To me, this points to a serious flaw in the base system.
I can understand how you might come to that conclusion. I disagree though.
The base game is the game at its simplest. That would be a space game where people can build ships. Everyone has the same tools and resources to work with thus the game is already balanced as much as it can ever be.
You can pretty much link most the issues in the game to the attempts to limit players or to create a balance where there shouldn't be or unnatural balance.
If for example fighters and light craft where actually given tools to perform the roles they are better suited at rather than trying to give them some sort of unnatural bonus then people would have more options and greater need to use small craft.
They overly relied on power as a limiter in so many instances, Small craft have a power boost while large ships have a cap. No ways close to reality. Most air craft carriers can out run most the rest of the fleet. Same if you look at space craft and designs for concept ones. While we may not have all the tech at hand to build some of them we can still calculate power and plan accordingly to determine what is needed. A good example of stuff calculated can be seen in this video
. Advancements our knowledge in warp theory have lead to designs that would require far smaller amounts of power needed to the point we have a potentially viable design idea floored.
Small craft usually make good scout, recon, surveillance, interceptors, precision targeting, you know hitting points that say a capital ship might not be directly able to target.
In this game you can't use fighters to get passed shields because in this game shields resembles more closely Star Trek Hull integrity field.
Cloaking they chose to limit via power, as they did weapons groups by power and so on. That is some what understandable from the position they where at in the start of development. They really didn't have much else to work with. Power was the one deciding thing you could restrict or control on pretty much everything.

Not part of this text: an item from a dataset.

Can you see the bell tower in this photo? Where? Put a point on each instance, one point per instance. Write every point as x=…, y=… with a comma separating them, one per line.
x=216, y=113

However, they could have limited cloaking by several other means thus making small craft more suited for full use of cloaking and while allowing other craft to use it limiting their ability with it because of size.
That could easily been done by limiting the maximum cloaking effect while moving and using two points to measure to reduces its effect. Speed and mass of object. Instead of increasing power requirements they could have simply limited the alpha of the object.
In short the real issue is the mentality and clinking to the early practice from when the game was starting out. They don't need to any longer.
Instead of looking at limits via power and so on they should look for more realistic reasons things are could exist.
Take the issue with cloaking. They can have several legit reasons larger ships actually would be harder to cloak. Its a larger canvas to cover without distortions being visible. We know we can uses lenses today to actually reflect light around small objects. Its fairly simple with a small object but the larger it gets the harder it is not just cost wise for lenses but simply the distortion of trying to refract light in such around such a large area. I am sure you are familiar with a prism and how light is split into its wavelengths. Well the fact is that is an issue with all lenses. The larger it is the greater the issue is. So if you refract light around a large area those colored beams no longer line up as closely as they would have. In short the effect would be about like looking at a 3D movie without the glasses. You remember the Red Blue lens glasses.
Shields are another thing that do and don't make sense under the current system. Components handle X amount of power. You can limit the amount of power going to them in RL. Now you could say a shield that is charged requires very little power to maintain that charge. That would be do to stuff like capacitive leaking, power changes to heat.... and so on. Then under charging conditions it needs X amount of power to restore one point of a field energy. However there would be no difference at all under combat vs non-combat unless someone decided to push more power to shields. That would also result in much stronger shields if the rest of the system could handle increased power.
No military vessel in the world would employ a technology they couldn't control the power level to and it simply decide to use 10 times the power for no real reason. The US military (Navy) when it comes to stuff like this pretty much knows how much power everything is going to use and they account for it to the point where they know how much higher each day they need to pull the control rods to keep power up on their nuclear powered ships.
That said they could make use of weapons effects such as EMP to explain limited shield regeneration, power losses... You could even excuse it with something like it creates reverse power currents and so on. That is if you needed an explanation. Just saying doing stuff simply to limit something and doing it in the face of logic usually creates bad results.
Just think if light craft could rely on cloaking more then the reliance on shielding would be far less needed. Small craft aren't good for head to head confrontations. The modern day dog fight is measured in miles and seconds.
So in conclusion I see it as more a state of them needing to grow out of an old practice and not an issue with the base game.